The Philadelphia Inquirer: Voters approve preservation of Crebilly Farm, one of Chesco’s biggest unprotected properties threatened by development
Land that has long seen battles, from the Revolution to modern courts, will now be preserved for hiking, biking and dog walking.
by Frank Kummer
Voters in Westtown, Chester County, overwhelmingly voted in favor of a referendum Tuesday approving a tax increase to preserve Crebilly Farm, which holds a small piece of American Revolution history.
The vote allows the municipality to purchase 206 acres of the farm for $20.8 million, which will be paid mostly through grants. But it also triggers the go-ahead for Natural Lands, a nonprofit trust, to raise money to purchase conservation easements on the remaining 102 acres and severely limit building on the property, helping keep most of the 308 acres of the farm intact.
“To say we are thrilled is something of an understatement,” said Oliver Bass, president of Natural Lands, which helped guide the township through the process. “For years, grassroots groups have been vocal about the importance of preserving this beautiful and ecologically important property.”
The parcel was one of the biggest remaining unprotected properties in the township and county and boasts a long history that led to continued efforts by residents over the years to save it from development.
The township-owned land would be turned into a nature preserve, although plans for how it will look have not finished. However, officials have said they are committed to ensuring it remains open to the public for passive uses such as hiking and dog walking — and that it will not be converted into athletic fields.
A piece of history
On Sept. 11, 1777, Continental Army Gen. Adam Stephen saw Hessian troops marching across what is now Crebilly Farm from his lookout atop Sandy Hollow, where the main fight of the Battle of Brandywine took place, according to Natural Lands. Stephen sent soldiers to skirmish with the Hessians in a fruitless effort to stop their advance. The British went on to win the biggest single-day battle of the American Revolution, and also went on to capture Philadelphia.
But more modern battles emerged over the land, most recently held by Crebilly Farm Family Associates, which is controlled by the Robinson family, scions of a cofounder of Acme Markets.
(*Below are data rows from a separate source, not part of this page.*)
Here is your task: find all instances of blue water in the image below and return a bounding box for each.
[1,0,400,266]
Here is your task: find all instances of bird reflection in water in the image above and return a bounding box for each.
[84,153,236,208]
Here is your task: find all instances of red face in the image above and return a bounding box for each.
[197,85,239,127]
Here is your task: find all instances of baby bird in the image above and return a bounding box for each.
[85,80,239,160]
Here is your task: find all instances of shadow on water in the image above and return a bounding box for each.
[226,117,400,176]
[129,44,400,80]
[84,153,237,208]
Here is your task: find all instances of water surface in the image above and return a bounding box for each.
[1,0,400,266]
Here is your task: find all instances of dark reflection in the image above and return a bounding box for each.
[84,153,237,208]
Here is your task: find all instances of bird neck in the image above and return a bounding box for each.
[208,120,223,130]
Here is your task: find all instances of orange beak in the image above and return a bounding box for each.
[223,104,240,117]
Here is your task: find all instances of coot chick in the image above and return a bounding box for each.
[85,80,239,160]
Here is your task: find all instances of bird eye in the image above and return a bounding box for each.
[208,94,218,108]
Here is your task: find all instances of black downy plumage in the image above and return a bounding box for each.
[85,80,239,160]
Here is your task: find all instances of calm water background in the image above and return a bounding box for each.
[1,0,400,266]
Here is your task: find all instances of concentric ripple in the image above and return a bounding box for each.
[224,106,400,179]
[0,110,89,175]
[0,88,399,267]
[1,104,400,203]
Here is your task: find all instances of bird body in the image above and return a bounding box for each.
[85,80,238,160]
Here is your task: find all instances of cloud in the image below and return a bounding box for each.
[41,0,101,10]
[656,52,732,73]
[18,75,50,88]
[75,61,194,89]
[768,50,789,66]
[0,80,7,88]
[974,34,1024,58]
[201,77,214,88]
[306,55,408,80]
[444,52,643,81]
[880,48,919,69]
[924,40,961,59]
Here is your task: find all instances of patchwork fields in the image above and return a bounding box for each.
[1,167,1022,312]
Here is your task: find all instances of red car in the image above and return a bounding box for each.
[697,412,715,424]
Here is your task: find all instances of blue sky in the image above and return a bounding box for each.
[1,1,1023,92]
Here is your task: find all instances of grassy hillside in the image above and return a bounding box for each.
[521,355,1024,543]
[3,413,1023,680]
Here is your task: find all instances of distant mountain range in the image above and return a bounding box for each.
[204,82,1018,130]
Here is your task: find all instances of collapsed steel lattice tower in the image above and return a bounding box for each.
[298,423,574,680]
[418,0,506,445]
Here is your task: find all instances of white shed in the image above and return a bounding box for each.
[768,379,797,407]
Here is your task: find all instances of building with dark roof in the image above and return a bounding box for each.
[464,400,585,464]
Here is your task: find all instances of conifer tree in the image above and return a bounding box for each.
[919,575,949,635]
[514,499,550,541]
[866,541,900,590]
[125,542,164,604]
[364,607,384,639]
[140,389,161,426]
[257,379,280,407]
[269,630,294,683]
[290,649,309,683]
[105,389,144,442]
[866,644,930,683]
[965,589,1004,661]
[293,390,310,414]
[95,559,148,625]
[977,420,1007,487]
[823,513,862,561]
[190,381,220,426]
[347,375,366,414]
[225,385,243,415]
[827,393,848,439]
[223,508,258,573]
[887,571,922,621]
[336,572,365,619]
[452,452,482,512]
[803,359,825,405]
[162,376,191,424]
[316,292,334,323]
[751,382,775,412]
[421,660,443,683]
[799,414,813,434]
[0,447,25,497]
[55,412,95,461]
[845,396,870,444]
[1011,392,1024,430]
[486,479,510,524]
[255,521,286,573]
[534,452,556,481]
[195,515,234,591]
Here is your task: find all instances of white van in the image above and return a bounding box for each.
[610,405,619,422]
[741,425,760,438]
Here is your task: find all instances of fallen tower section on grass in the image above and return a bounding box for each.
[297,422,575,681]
The property is bordered by Routes 202 (Wilmington Pike) and 926 (Street Road), West Pleasant Grove Road, and South New Street.
Several years ago, Toll Brothers proposed building 317 homes on the farm, an agreement that not only ran into local resistance, but also legal trouble. The plan was abandoned, giving the township an opportunity.
In April 2022, the Westtown Township Board of Supervisors agreed to buy 206 acres of the much fought-over land and save it from being developed. Meanwhile, Natural Lands negotiated to buy conservation easements on the remaining 102 acres of the farm.
The township planned to use a mix of federal, state and county government grants, as well as fund-raising, to pay for the lion’s share of its purchase. However, the township still needed $7.5 million to pay its share and turned to tax payers in Tuesday’s ballot question on Tuesday. Voters approved it the measure 3,459 to 1,745.
What will it cost homeowners?
The referendum asked voters if they support increases to both the earned Income tax and real estate tax to raise the funds. According to the township, a household earning $100,000 would pay an additional $80 in local earned income tax. Meanwhile, a home with an assessed value of $250,000 would pay an additional $105 per year. The money raised would be used to secure bonds to pay for the township’s portion of the acquisition and continued maintenance of the farm.
The 102 acres that would fall under the Natural Lands’ conservation easement would remain privately owned and not open to the public. But the easement would stipulate that four lots of roughly 25 acres each cannot be subdivided or hold more than one home each.
Natural Lands expects to pay the Robinsons about $4.5 million for the easements. In return, the Robinsons can sell the lots, but the protective restrictions would carry over to any new owners. That acreage contains most of the property’s existing buildings and residences.
Natural Lands hopes to find about $25.5 million in grants to fund the purchases of the township owned land and its easements.
Kirsten Werner, a spokeswoman for Natural Lands said the nonprofit has already submitted applications for various grants. So far, the Pennsylvania Department of Conservation and Natural Resources has awarded a $2 million grant, and Werner is optimistic Natural Lands will find its share of the money.
“We are optimistic that we will receive what we’ve asked for,” Werner said. “It can be frustrating, but it’s perfectly normal for the period of time between grant submission deadlines and award announcements to be many months.”